Superman's True Disguise: The Power of Social Invisibility

Clark Kent's creators dreamed about what it would take to stop feeling ignored.

Posted Mar 27, 2014

When actress Teri Hatcher, who played Lois Lane on the television series Lois and Clark: The New Adventures of Superman, once guest hosted Saturday Night Live, her opening monologue involved a gag in which she failed to recognize the show's performers whenever they wore glasses. The bit poked fun at Lois's failure to recognize Clark Kent as Superman. Clark's alteration in his appearance is more elaborate than that, comprehensively changing the character in many ways (e.g., a slouch that makes Clark three inches shorter, disguised eye color, different voice, different manners...the list goes on), but those technical details do not address the most basic point of it all.

No, Superman's disguise is not just about people being too stupid to recognize him through eyeglasses or any one aspect of how he looks. A story in 1978's Superman #330 posited that he unconsciously used super-hypnosis when he didn't want people to recognize him, but the comics quickly dropped that explanation and he has not had that particular power since the 1980s. More importantly, Superman's true disguise is no disguise at all. It's about getting ignored. The observers are not stupid. They're blind. It all starts with two young men, writer Jerry Siegel and artist Joe Shuster, who felt overlooked and ignored.

Aspiring writer Jerry Siegel, introverted, shy, and quite awkward at times, daydreamed about what it would take for him to get noticed. He especially wondered what would make girls see him. When it came to flirting, he tended to be clueless. Years later, he said, "I had crushes on several attractive girls who either didn't know I existed or didn't care I existed. So it occurred to me: What if I was really terrific? What if I had something special going for me, like jumping over buildings or throwing cars around or something like that?" Early in his teens, he first dreamed up Superman.

Action Comics #1: Lois isn't even looking at Clark while they dance.

Those who get overlooked by others can suffer a pain nobody else can know because the suffering, as part of the unseen sufferer, falls outside other people's perceptions. Social exclusion hurts. If we took all the photos of everyone you went to high school with and mixed them up with pictures of someone else's old classmates, would you really be able to pick out every single face without error? If you look only through all your schoolmates' photos, really look at every single one without skimming, how many faces make you scratch your head because they're so unfamiliar? How often do people cross paths with classmates or co-workers from long ago only to find that one does not remember the other at all? We can't know how many people we overlook because of the very fact that we overlook them.

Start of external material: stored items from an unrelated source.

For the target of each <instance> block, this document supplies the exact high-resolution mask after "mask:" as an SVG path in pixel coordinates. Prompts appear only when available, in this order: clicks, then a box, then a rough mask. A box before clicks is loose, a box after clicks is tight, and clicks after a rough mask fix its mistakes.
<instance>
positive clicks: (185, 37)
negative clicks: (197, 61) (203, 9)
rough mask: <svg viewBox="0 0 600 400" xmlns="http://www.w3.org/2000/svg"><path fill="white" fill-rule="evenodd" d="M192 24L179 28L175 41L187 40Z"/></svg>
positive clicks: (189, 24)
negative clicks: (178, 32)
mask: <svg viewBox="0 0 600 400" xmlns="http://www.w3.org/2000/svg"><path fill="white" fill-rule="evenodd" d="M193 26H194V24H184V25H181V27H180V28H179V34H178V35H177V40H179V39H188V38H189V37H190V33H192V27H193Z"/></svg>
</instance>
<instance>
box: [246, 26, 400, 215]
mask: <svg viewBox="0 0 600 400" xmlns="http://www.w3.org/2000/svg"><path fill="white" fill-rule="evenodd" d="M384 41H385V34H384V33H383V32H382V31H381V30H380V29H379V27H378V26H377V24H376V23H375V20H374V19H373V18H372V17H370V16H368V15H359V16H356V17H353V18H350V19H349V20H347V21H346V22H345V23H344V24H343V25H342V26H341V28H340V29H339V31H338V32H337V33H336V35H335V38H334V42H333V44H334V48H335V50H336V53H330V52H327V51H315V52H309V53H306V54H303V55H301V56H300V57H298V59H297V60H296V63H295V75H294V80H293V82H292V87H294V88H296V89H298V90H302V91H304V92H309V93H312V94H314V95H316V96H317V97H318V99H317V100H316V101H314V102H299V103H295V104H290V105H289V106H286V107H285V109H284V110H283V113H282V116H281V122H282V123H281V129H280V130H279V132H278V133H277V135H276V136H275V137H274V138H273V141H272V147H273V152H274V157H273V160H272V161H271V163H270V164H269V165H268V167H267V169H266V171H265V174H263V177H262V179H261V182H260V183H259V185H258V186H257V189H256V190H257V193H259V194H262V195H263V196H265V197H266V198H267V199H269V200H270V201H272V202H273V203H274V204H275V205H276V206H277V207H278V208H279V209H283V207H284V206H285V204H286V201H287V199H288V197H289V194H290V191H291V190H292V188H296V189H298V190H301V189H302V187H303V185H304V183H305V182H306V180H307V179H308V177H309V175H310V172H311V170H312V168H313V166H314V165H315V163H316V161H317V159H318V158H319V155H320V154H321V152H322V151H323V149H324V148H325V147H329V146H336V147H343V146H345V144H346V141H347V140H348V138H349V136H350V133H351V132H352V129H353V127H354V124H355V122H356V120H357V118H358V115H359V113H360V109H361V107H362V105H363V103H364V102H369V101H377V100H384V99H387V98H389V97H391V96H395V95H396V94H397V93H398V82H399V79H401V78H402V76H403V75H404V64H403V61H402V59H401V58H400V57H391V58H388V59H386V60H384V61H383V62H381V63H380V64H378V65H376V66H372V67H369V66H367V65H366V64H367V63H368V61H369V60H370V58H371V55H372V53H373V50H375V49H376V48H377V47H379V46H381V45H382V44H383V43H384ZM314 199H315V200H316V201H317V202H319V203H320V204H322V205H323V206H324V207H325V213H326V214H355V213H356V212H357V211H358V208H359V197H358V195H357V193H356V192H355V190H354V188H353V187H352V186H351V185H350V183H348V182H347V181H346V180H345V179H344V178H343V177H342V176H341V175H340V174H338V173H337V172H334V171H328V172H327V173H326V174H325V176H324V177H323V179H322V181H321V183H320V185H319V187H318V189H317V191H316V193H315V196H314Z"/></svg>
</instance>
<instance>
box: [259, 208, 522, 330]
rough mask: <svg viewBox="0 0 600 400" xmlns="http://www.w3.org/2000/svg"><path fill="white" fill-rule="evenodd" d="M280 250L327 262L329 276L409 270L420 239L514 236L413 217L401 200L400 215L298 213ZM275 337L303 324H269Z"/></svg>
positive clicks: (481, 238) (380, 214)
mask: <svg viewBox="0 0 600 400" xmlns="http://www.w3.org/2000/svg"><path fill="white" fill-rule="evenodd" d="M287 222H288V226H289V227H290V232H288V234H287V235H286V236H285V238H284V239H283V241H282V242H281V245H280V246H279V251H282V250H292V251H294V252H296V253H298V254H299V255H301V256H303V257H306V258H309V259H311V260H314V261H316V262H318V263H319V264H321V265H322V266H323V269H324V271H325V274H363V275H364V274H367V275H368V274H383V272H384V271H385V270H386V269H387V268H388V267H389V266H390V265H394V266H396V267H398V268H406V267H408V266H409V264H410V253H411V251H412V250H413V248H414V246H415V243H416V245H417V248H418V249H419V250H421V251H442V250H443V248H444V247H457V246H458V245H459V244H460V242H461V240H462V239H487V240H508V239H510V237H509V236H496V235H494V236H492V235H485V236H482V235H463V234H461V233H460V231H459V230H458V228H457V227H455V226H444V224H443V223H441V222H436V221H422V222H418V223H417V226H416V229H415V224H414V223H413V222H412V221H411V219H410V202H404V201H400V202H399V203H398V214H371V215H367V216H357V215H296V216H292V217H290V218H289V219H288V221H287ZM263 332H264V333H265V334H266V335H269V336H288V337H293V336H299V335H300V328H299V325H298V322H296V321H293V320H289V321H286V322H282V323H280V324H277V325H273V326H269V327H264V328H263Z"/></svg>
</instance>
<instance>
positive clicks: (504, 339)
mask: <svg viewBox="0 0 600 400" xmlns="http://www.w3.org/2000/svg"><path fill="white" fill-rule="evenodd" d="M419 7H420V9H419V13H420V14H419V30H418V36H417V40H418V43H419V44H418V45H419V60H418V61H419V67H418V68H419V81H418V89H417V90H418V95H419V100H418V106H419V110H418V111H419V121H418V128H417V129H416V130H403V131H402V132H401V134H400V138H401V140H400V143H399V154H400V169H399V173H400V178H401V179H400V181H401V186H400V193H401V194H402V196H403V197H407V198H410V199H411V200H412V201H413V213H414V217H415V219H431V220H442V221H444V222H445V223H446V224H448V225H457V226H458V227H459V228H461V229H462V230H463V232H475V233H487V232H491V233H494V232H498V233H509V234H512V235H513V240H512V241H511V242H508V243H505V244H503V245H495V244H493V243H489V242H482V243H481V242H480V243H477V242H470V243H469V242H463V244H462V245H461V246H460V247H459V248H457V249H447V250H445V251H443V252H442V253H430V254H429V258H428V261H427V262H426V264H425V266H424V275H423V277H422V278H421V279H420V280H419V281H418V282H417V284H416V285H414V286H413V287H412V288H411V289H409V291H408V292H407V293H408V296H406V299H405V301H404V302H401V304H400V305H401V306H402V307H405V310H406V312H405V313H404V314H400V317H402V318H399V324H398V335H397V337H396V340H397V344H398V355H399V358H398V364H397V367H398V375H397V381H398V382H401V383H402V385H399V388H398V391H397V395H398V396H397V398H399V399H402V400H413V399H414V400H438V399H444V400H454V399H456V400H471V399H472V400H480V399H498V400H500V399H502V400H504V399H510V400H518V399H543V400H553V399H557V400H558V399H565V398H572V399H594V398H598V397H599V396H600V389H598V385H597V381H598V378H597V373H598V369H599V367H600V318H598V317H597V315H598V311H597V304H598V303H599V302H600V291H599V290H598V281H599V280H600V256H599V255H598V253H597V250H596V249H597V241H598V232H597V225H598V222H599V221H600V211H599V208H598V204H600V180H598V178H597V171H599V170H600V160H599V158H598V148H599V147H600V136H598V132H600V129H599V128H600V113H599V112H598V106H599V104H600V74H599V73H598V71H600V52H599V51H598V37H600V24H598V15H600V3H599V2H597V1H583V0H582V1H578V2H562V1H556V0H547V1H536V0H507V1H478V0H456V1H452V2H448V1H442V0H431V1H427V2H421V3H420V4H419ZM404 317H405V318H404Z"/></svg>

Clark Kent is generally written as being more assertive than that. From his first appearance in Action Comics #1, he speaks confidently to his editor, and yet when it comes to approaching Lois Lane, he stumbles through his attempt to ask her out on a date. From the evening's beginning to its end, Lois barely looks at Clark.

The fantasy roams from "What if I'm getting treated this way because I choose this?" to "What if I'm secretly able to stand up to those guys and win this gal's attention?" After the hoodlums who harass them at the dance soon force Lois's taxi into a ditch and make her ride off with them, Superman arrives to free Lois. He shakes her abductors out of their car, smashes the vehicle in a scene made famous by Action Comics' first cover, and leaps toward the the city with Lois in his arms. The next day, Lois Lane still does not see Clark Kent.

In her final appearance in that first story, Lois still isn't looking directly at Clark.

How many people go through life feeling invisible, whether generally or in specific situations? How many people feel overlooked and ignored because they really are overlooked and ignored? How many of them give up trying, how many persist no matter what, and how many find fulfillment through fantasy? Frustration and isolation can lead to depression. Some cope by setting other priorities while others keep wishing. Those wishes can range from the simple and realistic to the complex and fantastic. Not everyone dreams of leaping tall buildings in a single bound, of stopping a locomotive, or of flying high and earning the adoration of all the world. Some simply wish not to be invisible anymore. While the Man of Steel symbolizes many things to many people, his mild-mannered alter ego also symbolizes hope to those who know they have great qualities that other people have yet to see.